Who knew a tequila shot could give you chlamydia?

Last time I checked, getting an STD or becoming pregnant required two people, but the CDC seems to have forgotten that, taking men out of the equation entirely and instead making women solely responsible for sex and its consequences. And while one could argue that the “injuries/violence” phrase could refer to a situation in which a woman gets drunk and falls down, all on her own, it’s impossible to see those words in this context and not think of sexual assault or domestic abuse. The poster seems to suggest that if a woman drinks and becomes the object of violence, it was her fault for being irresponsible with alcohol — and not the fault of whoever was violent toward her. That dynamic is consistent with the way our society tends to approach violence towards women more broadly; we live in a culture that routinely puts the onus on women to prevent assault and abuse — Don’t get drunk, don’t wear those clothes, don’t say those things, don’t go out by yourself at night — and blames them when they can't, as if rape and violence were naturally occurring phenomena that women must simply try to avoid, like tornadoes or the flu, as opposed to acts that one person chooses to perpetrate against another.

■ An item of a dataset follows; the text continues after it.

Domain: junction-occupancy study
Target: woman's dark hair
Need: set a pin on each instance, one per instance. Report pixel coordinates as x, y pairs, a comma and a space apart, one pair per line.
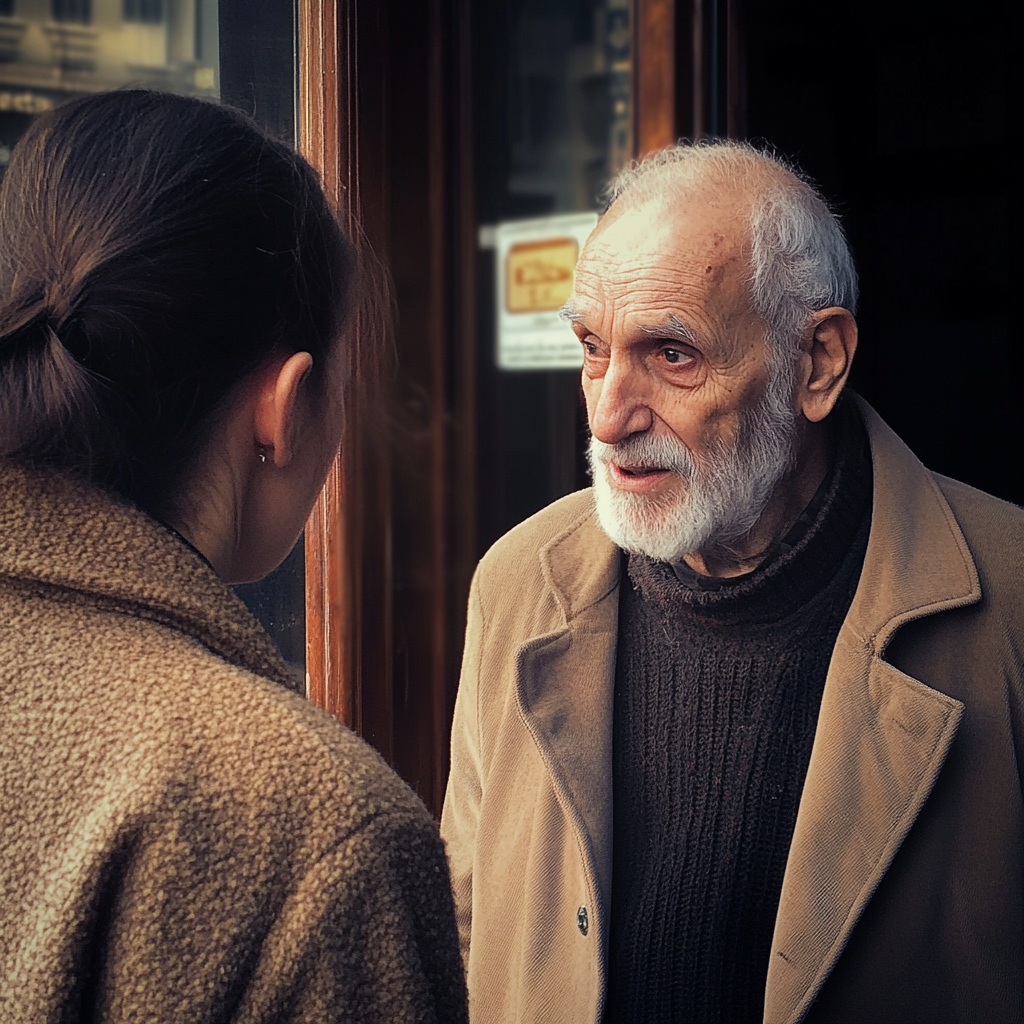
154, 251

Thus far, the CDC’s campaign to decrease the prevalence of FASDs seems to be focused entirely on women. Where is the poster telling men that drinking puts them at risk for STDs, violence, and fathering unwanted children? Where is the official recommendation that men in their fertile years should abstain from having unprotected sex with women who are drinking? Or — just to be safe — from having sex at all with women who are drinking? I’m asking.